The Truth about Obama's Sequestration Report
February 27, 2013
With March 1's sequestration threat looming, the White House has released a state-by-state report of sequestration's effects. The report is full of doom and gloom predictions like long lines at airports and the loss of special education funding. The predictions involve some large assumptions and generally overstate the impact of sequestration, says Politico.
- The direst predictions are about education funding, where sequestration cuts could hurt 2,700 schools, 1.2 million disadvantaged students and result in the loss of funding for 7,200 special education teachers and staff members.
- The two programs referenced, Title I and Individuals with Disabilities Education Act, are funded in advance, which means that these dire predictions would not occur until the next school year.
- Since teacher hiring decisions aren't made until April and May, President Obama and Congress would have some time to negotiate a deal to prevent the cuts.
Senate Majority Leader Harry Reid and House Speaker John Boehner have hinted at retroactively funding some agencies or initiatives after sequestration takes effect.
- The White House report claims that cuts in funding for customs agents and Transportation Security Administration staff could lead to longer airport lines, but given that existing lines are already long, it would be hard to tell much of a difference.
- The report also claims that cuts within the Food and Drug Administration would create delays in new drug approvals but drugmakers have been complaining about slow approval times for years and would be unlikely to notice much of a difference.
- The administration also estimates that 70,000 students would see their Head Start program shut down, but Kenneth Wolfe, a spokesman for the Department of Health and Human Services, says the estimate should not be taken literally as it is based on "historic funding levels."
The report is based mostly on estimates and historic funding levels and is only a rough guide of the potential impact of sequestration.
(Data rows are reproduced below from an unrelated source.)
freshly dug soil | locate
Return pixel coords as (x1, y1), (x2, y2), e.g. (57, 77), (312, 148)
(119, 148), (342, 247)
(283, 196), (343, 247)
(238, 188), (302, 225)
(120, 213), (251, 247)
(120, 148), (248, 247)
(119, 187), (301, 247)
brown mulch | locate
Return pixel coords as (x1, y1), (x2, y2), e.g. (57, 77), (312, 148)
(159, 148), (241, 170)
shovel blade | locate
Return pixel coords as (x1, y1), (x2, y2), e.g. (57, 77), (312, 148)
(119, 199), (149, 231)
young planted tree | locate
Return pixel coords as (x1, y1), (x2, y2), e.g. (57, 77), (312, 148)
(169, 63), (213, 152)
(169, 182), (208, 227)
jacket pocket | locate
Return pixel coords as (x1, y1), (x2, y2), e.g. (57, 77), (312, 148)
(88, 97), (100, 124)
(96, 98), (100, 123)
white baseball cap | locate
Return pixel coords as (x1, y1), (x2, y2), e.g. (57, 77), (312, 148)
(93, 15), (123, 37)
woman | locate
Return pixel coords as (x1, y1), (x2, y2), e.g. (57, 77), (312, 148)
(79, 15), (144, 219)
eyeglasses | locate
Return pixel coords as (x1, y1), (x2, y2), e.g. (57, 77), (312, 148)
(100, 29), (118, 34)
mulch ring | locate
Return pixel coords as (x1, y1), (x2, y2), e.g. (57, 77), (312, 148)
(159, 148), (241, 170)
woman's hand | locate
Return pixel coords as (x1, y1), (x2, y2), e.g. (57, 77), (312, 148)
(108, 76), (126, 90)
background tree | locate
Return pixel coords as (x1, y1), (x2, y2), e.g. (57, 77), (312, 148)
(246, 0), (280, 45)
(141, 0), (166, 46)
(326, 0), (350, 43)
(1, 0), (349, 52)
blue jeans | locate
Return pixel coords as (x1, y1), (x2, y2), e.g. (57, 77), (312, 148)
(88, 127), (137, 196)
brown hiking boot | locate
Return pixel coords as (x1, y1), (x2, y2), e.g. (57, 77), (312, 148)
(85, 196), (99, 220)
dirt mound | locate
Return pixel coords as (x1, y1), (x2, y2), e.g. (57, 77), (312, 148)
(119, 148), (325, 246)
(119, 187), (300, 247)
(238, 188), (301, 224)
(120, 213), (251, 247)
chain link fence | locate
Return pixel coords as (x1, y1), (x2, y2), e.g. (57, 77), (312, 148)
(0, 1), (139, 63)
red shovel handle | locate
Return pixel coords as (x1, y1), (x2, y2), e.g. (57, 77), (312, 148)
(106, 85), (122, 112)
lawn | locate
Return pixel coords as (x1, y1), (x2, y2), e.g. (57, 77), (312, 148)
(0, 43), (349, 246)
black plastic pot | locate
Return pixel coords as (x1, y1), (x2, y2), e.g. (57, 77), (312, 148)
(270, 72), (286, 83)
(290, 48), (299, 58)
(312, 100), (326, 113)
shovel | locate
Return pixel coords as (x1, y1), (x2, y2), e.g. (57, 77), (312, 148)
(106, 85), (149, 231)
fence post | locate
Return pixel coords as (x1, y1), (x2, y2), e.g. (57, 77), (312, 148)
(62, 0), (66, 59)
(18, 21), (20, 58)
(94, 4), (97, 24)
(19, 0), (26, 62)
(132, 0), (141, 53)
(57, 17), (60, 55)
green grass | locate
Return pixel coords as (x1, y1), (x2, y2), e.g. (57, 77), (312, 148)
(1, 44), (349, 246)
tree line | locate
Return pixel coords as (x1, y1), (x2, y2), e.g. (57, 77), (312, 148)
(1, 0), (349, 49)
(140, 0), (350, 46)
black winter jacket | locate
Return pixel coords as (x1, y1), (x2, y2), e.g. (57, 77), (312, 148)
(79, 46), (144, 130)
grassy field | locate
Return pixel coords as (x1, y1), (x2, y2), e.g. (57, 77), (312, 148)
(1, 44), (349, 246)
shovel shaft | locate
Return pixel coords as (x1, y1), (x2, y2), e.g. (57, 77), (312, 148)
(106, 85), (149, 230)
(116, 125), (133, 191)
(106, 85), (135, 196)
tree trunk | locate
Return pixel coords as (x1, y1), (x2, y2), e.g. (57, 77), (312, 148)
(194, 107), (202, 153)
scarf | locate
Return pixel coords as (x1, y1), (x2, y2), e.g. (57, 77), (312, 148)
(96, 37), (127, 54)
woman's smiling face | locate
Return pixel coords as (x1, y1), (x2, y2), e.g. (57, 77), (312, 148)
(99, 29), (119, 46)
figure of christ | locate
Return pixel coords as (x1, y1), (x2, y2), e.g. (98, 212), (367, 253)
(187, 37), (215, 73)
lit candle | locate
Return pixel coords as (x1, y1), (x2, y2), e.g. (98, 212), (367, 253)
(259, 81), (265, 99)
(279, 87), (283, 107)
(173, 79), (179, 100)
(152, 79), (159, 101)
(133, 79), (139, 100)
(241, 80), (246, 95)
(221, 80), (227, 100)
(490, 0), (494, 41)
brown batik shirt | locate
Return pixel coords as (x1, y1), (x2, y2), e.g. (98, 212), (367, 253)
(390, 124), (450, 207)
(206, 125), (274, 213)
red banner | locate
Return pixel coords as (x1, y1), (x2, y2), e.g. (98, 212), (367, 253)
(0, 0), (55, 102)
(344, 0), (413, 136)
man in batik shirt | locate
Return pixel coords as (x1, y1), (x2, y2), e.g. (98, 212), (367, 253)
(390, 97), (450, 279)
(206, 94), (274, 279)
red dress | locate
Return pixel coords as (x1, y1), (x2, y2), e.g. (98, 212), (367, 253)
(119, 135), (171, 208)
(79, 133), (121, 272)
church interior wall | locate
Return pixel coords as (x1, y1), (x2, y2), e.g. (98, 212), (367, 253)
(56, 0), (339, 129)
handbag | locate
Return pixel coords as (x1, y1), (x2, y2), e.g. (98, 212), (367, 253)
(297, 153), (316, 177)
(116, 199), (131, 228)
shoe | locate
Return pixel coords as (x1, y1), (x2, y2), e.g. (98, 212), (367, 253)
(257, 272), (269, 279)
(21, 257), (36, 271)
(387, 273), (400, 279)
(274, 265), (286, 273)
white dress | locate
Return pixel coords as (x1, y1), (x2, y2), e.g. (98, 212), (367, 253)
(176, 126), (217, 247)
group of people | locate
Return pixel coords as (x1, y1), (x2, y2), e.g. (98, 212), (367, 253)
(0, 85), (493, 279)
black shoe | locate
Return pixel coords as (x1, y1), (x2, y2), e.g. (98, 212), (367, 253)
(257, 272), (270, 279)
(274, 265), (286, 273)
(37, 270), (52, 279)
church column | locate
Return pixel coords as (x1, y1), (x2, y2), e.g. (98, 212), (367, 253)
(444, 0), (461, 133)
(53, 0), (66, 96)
The White House claims it got its estimates from the Office of Management and Budget (OMB) and the OMB says its data came from each Cabinet agency. The agencies cannot give a clear answer on how they arrived at their numbers. Congressional appropriations committee aides say they cannot fact check the administration's estimates because they have too little information to work with.
When the report's projections are based on an assumption, multiplied by an assumption, divided by an estimate which is then adjusted by another assumption, it is very difficult to come up with a reliable prediction of what the impact of sequestration may actually be.